She had been fairly high during this entire process, watching from above: but now she began to float nearer. She was not anxious to touch the spiders, but they seemed equally anxious not to touch her, for they scattered away from the area where she would touch down. Down she came, down, down, down, until she landed lightly upon the front steps, facing her own front door. It could not have been woven more perfectly, down to the texture of the wood, the dings of the doorknob, and the panes of transparent glass.
She reached out and grasped the doorknob. It was solid, as if it had had a genuine doorknob underneath - but one that had been tightly wrapped in silk. It turned under her hand, and she opened the door and stepped inside.
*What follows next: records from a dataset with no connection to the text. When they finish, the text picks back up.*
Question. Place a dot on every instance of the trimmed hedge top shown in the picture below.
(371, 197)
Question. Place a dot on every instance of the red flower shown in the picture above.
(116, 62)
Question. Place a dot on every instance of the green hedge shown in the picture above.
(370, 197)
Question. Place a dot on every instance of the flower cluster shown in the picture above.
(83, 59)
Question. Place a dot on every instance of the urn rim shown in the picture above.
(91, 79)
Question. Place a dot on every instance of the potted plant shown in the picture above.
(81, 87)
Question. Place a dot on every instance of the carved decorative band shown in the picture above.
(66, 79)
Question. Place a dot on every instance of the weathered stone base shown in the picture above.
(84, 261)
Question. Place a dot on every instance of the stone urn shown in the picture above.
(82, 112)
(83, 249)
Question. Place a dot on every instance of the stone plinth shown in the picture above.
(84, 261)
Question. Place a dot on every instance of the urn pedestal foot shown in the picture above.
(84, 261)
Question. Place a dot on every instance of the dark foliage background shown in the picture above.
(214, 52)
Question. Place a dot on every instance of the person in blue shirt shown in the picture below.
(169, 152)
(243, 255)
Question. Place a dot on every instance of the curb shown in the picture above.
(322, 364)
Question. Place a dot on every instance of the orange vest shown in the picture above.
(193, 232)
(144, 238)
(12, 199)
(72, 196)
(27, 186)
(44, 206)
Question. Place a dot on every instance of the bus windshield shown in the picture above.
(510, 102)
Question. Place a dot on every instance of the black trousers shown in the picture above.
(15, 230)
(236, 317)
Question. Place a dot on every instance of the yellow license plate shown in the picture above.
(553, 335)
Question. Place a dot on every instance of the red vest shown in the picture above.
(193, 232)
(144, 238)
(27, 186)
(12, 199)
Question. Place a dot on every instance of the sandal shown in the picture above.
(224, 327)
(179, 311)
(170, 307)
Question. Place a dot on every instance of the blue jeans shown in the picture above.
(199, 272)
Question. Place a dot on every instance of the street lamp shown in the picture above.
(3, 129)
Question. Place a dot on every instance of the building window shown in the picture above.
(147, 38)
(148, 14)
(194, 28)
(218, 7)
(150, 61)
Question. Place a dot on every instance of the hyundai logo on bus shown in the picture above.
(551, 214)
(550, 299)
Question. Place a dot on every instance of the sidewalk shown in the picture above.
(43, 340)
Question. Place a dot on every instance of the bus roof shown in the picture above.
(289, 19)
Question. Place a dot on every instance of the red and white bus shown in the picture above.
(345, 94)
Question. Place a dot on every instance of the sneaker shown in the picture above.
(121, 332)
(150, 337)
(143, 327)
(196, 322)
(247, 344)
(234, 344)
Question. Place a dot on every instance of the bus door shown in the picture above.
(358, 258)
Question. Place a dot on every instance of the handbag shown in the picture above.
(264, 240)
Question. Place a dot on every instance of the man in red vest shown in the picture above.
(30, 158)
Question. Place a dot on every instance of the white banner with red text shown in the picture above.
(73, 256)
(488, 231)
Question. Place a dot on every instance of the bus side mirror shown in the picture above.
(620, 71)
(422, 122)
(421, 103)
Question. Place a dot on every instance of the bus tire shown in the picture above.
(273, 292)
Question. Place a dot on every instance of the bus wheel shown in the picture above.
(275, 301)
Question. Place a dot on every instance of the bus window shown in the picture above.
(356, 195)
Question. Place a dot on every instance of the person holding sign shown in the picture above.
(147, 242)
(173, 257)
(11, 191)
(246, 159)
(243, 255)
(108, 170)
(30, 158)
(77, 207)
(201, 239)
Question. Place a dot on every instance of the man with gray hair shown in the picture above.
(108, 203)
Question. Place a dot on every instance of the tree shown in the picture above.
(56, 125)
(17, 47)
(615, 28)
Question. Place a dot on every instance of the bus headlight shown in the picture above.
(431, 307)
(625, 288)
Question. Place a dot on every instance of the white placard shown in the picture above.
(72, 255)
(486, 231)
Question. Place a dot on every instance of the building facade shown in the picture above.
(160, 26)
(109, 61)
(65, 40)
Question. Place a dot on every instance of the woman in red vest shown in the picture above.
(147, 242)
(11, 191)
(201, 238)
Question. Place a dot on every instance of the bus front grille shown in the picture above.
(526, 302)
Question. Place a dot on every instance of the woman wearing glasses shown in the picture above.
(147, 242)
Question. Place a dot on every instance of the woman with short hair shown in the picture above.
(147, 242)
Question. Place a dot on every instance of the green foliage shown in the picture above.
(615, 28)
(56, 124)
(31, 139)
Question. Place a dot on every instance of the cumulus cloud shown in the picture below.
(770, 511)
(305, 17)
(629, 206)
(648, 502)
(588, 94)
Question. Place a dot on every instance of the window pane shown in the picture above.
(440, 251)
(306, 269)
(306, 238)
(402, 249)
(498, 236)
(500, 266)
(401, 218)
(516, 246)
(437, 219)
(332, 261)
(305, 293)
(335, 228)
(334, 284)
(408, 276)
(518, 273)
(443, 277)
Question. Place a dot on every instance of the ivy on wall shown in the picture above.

The living room was rather eerie. It seemed to look just as it had before, with a couch and bookshelves, and large bright windows, and a fireplace. But none of it was real. If she looked very closely, she could see the spiderwebs from which everything had been woven. The fire in the fireplace was not real, but was rather several pieces of ragged, brilliant silk, which ruffled in the breeze in a firelike way. It was a cold house, and she shivered in front of the false, teasing silken flames.
From everywhere and nowhere she heard a voice: "This is your home now. This is where you will live."
And she woke with a start.
Penny blinked as her vision cleared. She was staring at angry faces in front of an oddly-curved, otherwise blank wall. All of the people facing her were chained together, and wearing orange jumpsuits. She recognized the jumpsuits - the zig?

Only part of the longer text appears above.